Wednesday, June 27, 2007

The more things change...

So, lately, I've come to accept that certain things will never change.
I will always be who I am. Others will be who they are.
But why do the two always have to come into conflict?

I'm thinking of one person in particular, at work.

It is mucho irritating to have someone that believes that their way is the -only- way, it's -right-, and nothing should ever get better, even if it takes a tiny bit of effort on their part to solve a huge, honkin' problem that affects everyone.

I tried something new this week. I spoke up, and alerted the bosses that there might be a problem, and gave them a way to resolve it.

It's like I peed on their Prada.

It's freaky.

I'm not the only person who wants said changes to happen. It's a tiny change. Just a bit of code on a website.

But no.

"People just have to work harder"

They already work really hard, and this tiny bit of code could make them more efficient. It's just about three minutes at the computer. I could fix it.

"Don't you dare."

I get the part about them not wanting to do the fix, but if I'm willing to do the fix, what's the big deal?

Personal Pride.

I am stubborn, and when something really matters, I'll dig my heels in and not let go.
However, right around this time last year, I made a choice to sorta...let go on the little stuff.

I'm happier. Seriously. More people should try it.

Oh, and stop asking me to knit you mittens right after you're a ginormous bitch.

I'll have pictures soon, I promise. My camera has about 15 million photos that don't have anything to do with knitting, and I have to take care of those.

What I'm knitting.

The Socks of Hate (see open letter to Lorna's Laces)
The Sweater of Fuzz
The Sweater that's not going to get done, cause it's freakin' hot here.
Slippers.

What I finished?

Purple socks for my Mom.
in an astounding 2 weeks. That's a sock a week! For me, that's like a personal best.

I'm in love with the Fitted Knits book, and that's the Sweater of Fuzz. I'm using the suggested yarn, which is wool and llama, and it's a loosely spun single, and seriously, I'm sick of picking fuzz out of my nose, which because it's hot, sticks. and itches.

I've begun listening to podcasts. They rock.

I've decided that the more tolerant I am, the more of a Buddhist 'fuck you' it is to those who aren't.

What's a Buddhist 'fuck you'? It's something that started when I waited tables. When there was a guest who was seriously into their own "bitchy for the sake of hating" trip, I'd smile, and jump through hoops to make them happy. I'd love them, in my heart, in all seriousness until they stopped. I didn't take it personally. I didn't get involved...in fact a certain amount of distance was part of it.
Every single person who got this treatment stopped their stupid behavior.
Why?

Well, because most people who behave badly, do so because they want a negative response. It's like the person who's in a bad mood walking in and dissing everyone at the party.
They feel bad, and they want company.

When they were getting what they said they wanted ie...a different glass of wine, no parsley on their plate, a different table, a pepper grinder that met their own personal standards, coffee that wasn't as hot (seriously, wtf?

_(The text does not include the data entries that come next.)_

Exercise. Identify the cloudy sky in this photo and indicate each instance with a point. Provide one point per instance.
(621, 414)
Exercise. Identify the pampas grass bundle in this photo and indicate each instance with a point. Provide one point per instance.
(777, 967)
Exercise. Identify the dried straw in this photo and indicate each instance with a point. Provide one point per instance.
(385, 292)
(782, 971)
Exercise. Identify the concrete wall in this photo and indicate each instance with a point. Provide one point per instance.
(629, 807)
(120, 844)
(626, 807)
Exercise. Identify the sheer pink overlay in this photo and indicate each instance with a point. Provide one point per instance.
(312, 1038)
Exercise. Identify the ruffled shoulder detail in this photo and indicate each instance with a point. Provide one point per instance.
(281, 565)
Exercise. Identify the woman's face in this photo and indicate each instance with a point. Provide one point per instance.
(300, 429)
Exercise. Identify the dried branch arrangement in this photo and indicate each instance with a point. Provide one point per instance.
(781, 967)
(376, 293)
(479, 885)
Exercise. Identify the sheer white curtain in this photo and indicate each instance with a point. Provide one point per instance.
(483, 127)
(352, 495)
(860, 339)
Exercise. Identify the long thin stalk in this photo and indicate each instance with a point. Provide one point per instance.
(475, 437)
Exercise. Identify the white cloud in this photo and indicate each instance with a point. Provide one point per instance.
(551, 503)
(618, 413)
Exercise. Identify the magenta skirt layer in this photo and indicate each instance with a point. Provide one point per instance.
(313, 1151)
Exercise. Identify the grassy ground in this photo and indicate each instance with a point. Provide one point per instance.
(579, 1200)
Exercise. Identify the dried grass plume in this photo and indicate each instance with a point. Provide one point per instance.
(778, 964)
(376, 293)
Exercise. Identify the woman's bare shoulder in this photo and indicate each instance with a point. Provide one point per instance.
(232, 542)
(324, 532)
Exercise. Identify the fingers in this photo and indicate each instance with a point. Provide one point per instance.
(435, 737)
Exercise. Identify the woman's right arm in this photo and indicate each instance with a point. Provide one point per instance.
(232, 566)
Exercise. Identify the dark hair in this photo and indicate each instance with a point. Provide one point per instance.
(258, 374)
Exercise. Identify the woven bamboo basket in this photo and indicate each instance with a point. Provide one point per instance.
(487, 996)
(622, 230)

It'll get colder.), with a smile, they got to the point (I think) that
they had a moment of clarity.

"Shit, it's not these things that are making me unhappy. It's me. I'm unhappy. No matter what."

"What a miserable human being I've become."

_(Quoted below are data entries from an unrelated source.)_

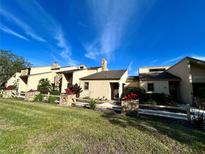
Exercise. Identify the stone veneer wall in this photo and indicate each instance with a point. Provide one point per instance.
(29, 96)
(129, 106)
(8, 93)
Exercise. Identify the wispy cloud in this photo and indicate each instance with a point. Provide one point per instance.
(178, 58)
(129, 68)
(42, 27)
(199, 57)
(9, 31)
(28, 30)
(66, 51)
(112, 19)
(172, 60)
(52, 29)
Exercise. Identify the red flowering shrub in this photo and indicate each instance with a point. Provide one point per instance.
(11, 87)
(130, 96)
(31, 90)
(73, 89)
(69, 91)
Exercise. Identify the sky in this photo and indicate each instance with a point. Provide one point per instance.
(128, 33)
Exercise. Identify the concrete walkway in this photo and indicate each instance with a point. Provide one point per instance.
(160, 113)
(173, 115)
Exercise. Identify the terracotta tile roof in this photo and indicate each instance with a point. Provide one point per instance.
(106, 75)
(158, 76)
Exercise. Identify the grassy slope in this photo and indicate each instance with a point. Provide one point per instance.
(37, 128)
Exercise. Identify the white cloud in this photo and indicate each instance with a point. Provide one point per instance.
(65, 49)
(199, 57)
(111, 19)
(178, 58)
(172, 60)
(9, 31)
(129, 68)
(28, 30)
(47, 27)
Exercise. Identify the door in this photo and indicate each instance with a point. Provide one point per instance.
(114, 91)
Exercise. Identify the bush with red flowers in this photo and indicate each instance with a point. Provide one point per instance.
(11, 87)
(130, 96)
(31, 90)
(69, 91)
(73, 89)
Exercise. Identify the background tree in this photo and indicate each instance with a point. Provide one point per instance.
(44, 86)
(10, 64)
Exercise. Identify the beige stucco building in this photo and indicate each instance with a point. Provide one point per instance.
(185, 80)
(104, 85)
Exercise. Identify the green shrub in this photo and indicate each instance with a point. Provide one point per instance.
(38, 98)
(151, 102)
(92, 104)
(44, 86)
(55, 92)
(136, 90)
(52, 99)
(199, 120)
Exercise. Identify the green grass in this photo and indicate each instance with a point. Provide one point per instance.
(27, 127)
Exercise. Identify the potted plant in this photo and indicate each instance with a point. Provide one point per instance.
(130, 102)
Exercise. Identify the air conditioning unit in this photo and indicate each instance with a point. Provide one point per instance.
(82, 67)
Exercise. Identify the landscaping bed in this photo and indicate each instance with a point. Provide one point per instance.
(31, 127)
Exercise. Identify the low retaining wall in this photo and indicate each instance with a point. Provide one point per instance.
(29, 96)
(67, 100)
(129, 106)
(8, 93)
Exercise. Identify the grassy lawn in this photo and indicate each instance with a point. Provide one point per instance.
(43, 128)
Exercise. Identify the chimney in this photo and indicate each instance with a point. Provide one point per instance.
(55, 66)
(104, 64)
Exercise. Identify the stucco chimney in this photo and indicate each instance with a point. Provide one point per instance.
(104, 64)
(55, 66)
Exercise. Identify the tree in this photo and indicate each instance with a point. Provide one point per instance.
(10, 64)
(44, 86)
(74, 89)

They didn't leave happier, they just knew where their awful behavior sprang from.

I'm trying to be mindful. I'm trying to be empathetic. Last time I tried this, I ended up throwing a starbucks through the open window of an SUV because they almost ran a little old lady over.

I might write that story down as well.

1 comment:

J said...

I love the socks of hate! I hope you'll get to see my anxiety gardens soon. Love from NC!